Are you afraid of flying? Snakes? Heights? Public speaking? Join the club! Although fears are even more common in childhood, with children typically having several fears (fear of the dark, fear of strangers, etc.), most adults still have at least one fear.

The key question is whether the fear interferes with a person’s life, making it difficult to work, attend school, or have an active social life. For example, a fear of snakes might not be much of a handicap for someone who lives in a major city. However, someone who needs to travel frequently for work might be greatly hindered by a fear of flying or driving.

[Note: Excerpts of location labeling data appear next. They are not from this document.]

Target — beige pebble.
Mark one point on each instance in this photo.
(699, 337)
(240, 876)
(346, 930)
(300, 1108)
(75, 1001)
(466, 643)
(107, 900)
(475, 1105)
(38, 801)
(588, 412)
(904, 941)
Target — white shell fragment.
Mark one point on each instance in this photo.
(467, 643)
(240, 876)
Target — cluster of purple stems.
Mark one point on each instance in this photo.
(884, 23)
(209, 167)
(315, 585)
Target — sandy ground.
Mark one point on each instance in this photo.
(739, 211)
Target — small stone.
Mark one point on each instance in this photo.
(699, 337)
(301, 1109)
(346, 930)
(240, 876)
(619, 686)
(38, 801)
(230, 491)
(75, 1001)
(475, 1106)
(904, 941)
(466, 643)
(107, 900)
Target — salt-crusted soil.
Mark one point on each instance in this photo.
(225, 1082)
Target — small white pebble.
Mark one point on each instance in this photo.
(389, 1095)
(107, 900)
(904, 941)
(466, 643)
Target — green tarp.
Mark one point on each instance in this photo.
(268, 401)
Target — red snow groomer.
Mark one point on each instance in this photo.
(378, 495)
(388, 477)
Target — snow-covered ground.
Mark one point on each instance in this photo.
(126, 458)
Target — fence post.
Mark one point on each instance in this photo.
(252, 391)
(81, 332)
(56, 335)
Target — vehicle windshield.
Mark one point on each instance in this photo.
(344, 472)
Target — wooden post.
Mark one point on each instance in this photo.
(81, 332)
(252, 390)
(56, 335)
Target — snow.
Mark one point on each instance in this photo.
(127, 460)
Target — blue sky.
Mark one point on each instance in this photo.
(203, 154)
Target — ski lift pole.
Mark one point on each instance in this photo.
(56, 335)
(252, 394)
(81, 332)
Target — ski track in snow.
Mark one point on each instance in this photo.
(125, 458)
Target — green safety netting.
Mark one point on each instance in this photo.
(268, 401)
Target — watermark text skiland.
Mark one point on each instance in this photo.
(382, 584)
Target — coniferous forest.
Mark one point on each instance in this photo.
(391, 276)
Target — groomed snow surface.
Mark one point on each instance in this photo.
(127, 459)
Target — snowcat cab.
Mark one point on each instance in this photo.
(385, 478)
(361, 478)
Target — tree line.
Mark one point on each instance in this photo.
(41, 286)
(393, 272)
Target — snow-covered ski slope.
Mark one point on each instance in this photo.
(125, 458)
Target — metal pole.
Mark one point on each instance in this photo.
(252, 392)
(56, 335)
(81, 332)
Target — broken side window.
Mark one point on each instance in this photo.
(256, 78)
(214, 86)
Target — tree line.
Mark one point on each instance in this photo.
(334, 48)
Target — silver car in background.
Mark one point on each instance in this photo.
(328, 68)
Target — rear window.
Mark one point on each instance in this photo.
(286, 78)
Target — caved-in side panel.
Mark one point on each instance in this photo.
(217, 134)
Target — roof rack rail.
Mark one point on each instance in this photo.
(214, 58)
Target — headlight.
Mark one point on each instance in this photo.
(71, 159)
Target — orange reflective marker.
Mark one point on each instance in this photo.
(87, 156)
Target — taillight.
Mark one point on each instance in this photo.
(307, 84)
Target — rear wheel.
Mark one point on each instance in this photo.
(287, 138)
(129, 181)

If you have a fear that is interfering with your life, you may be relieved to know that many people have learned to overcome their fears. A counselor can help guide you through a plan such as the following:

  • Make a list of at least ten situations involving your fear. For example, someone afraid of cats might list “seeing a cat on TV” and “petting a cat.”
  • Put the list in order from the least frightening to the most frightening.
  • Learn a relaxation technique, such as deep muscle relaxation, with a counselor’s assistance.
  • While in a relaxed state, imagine the first (least frightening) situation on your list. Continue this practice until you can remain relaxed while imagining this situation.
  • Continue this relaxation/imagining practice as you work your way down the list, going at whatever rate is manageable for you.
  • Practice relaxation while going through some of the situations on your list (e.g., actually petting a cat).

With professional assistance, this approach can be effective enough to allow you to live less restrictively.